593 PERSIANN Dynamic IR–Rain-Rate Model (PDIR) for High-Resolution, Real-Time Satellite Precipitation Estimation

Tuesday, 8 January 2019
Hall 4 (Phoenix Convention Center - West and North Buildings)
Phu Nguyen, Univ. of California, Irvine, Irvine, CA; and E. Shearer, M. Ombadi, V. Gorooh, H. Tran, D. Braithwaite, K. Hsu, S. Sorooshian, W. Logan, and F. M. Ralph

Measurements of precipitation at a high spatiotemporal resolution are an important input for hydrometeorological and water resources studies; decision making in disaster management; and weather, climate, and hydrological forecasting.
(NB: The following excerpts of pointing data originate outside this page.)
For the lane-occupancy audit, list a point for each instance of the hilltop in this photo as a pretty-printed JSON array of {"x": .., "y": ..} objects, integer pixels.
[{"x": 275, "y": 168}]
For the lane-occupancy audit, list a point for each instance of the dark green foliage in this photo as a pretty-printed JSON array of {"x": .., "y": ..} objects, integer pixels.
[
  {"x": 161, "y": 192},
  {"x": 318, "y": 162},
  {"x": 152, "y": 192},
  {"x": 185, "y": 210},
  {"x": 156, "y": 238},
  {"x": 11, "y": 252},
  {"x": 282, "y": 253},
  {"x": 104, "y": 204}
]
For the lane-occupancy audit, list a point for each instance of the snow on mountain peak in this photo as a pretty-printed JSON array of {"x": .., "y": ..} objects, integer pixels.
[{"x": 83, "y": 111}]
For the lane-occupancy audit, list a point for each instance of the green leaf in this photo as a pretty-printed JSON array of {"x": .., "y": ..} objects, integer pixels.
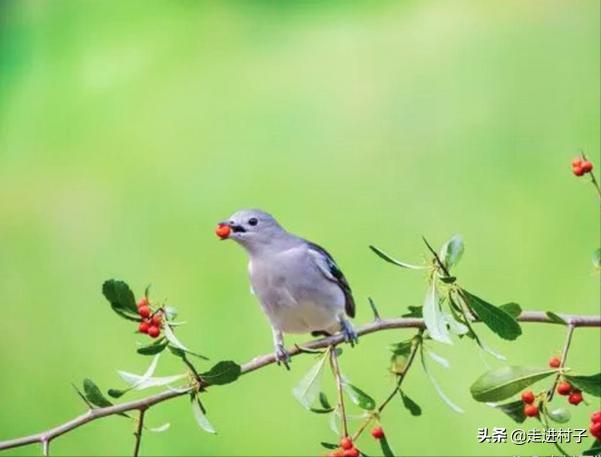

Moreover, to monitor and manage catastrophic disasters such as flash floods, which occur within a few minutes of excessive rainfall, or complex drought phenomena that cause major socio-economic impacts, high-resolution real-time precipitation estimation of great precision is pivotal. A major limitation of satellite infrared (IR)-based algorithms is their reliance on cloud-top temperature (Tb) without incorporating information from underneath the clouds. This is especially noteworthy over the western US, where current IR-based precipitation products fail to accurately capture rainfall events. We propose an algorithm that utilizes climatological data to create a dynamic Tb-Rain rate (RR) relationship that better estimates precipitation, especially over the western US. PERSIANN-Dynamic Infrared-Rain rate (PDIR) system improves the PERSIANN framework by increasing the Tb segmentation threshold, modifying the prior watershed delineation segmentation technique, using Gaussian mixture method for cloud classification, increasing the number of cloud types by extracting in the monthly scale, training dynamic Tb-RR curves with high resolution Multi-Radar Multi-Sensor (MRMS) data and utilizing the SCE-UA optimization technique. PDIR datasets are validated over the western US across several temporal scales including annual, monthly, and daily. In addition, validation is performed for specific extreme atmospheric river (AR) events since ARs are of great importance to the western US, owing to their tendency to bring torrential rainfall. The results show that PDIR is significantly superior to other existing satellite precipitation products in detecting heavy rainfall. The results also provide further evidence that PDIR might be effective in storm monitoring, the design of early warning systems, and disaster management plans for heavy storms associated with ARs over the US west coast.